GCP's effort saves DFAS jobs

When the Pentagon made a recommendation to close Cleveland's Defense Finance and Accounting Service (DFAS), chances for reversal seemed slim.

When the Pentagon made a recommendation to close Cleveland's Defense Finance and Accounting Service (DFAS), chances for reversal seemed slim.

The community was mostly unaware of the DFAS, and the city was unsure of the specifics of the Base Realignment and Closure (BRAC) process and unable to challenge the recommendation. Knowing that a closure would bring the loss of 1,200 jobs and endless problems for the hundreds of thousands of people paid through the office, the Greater Cleveland Partnership (GCP), a regional business advocacy group, took action.


The GCP hired Edward Howard & Co. to help mobilize support. The firm knew research would be important in laying the foundation for the effort. Because the DFAS brass were required to remain neutral during the BRAC process, the firm would have to turn to the employees' union and media analyses for information.

Once it knew more about the DFAS, the firm would have to dissect the BRAC process itself to more accurately respond to the BRAC recommendation.

"We knew... we needed to raise questions about the methodology that was employed and whether it was correct because that would affect the recommendations and decision," says Wayne Hill, president of Edward Howard & Co.


A thorough review of the criteria and calculations used in the Pentagon's recommendation unearthed mistakes in the methodology and statistics, which the firm was able to convey in a pivotal BRAC Regional Hearing.

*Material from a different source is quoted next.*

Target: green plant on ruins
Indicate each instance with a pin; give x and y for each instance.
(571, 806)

After analyzing the economic impact of the closure and its role in the war effort, the firm developed messages and strategy reflecting that the work being done in Cleveland was of superior quality and could not be performed elsewhere without negatively affecting military members and their families, as well as the Cleveland DFAS employees.

A broad coalition effort was developed to trumpet these messages through rallies, distributed materials, and employee involvement, humanizing the DFAS and letting the community know its help was needed.

"Because we were able to understand what they were doing and how they were doing it, we were able to make the community understand that we actually had a jewel here in downtown Cleveland, one that was pivotal in the war effort," says Hill.


Not only did the commission vote to overturn the Pentagon's initial recommendation, it added a minimum of 500 new jobs to the DFAS. The decision preserved a $65 million annual payroll and $1.3 million in annual Cleveland income tax revenue, and several members of the media acknowledged that their previous skepticism was misplaced.

"Our success came from really challenging the recommendation itself and undoing that," says Carol Caruso, SVP for advocacy at the GCP.


Now that the DFAS is safe, GCP is working on marketing Cleveland itself, channeling its efforts into transferring eligible workers from other DFAS locations.

"We're looking to build upon the huge success by attracting folks to come to Cleveland and fill the jobs we were able to retain and grow," says Caruso.

PR team: Greater Cleveland Partnership (Cleveland) and Edward Howard & Co. (Cleveland)
Campaign: Excellent People. Excellent Performance. Excellent Value.
Duration: May 2005-ongoing
Budget: About $150,000

PRWeek's view

Unlike many campaigns that benefit from a running start, Edward Howard & Co.'s intensive initial research of the BRAC process was vital to the success of the campaign. Rather than going to the public immediately following the closure recommendation, it took the time to collect as much data as possible to ensure that the public was well-informed about the purpose of the DFAS before asking them to rally around it. By vesting the community's interest in the base's future, the firm was able to guarantee genuine concern - and involvement - in the effort.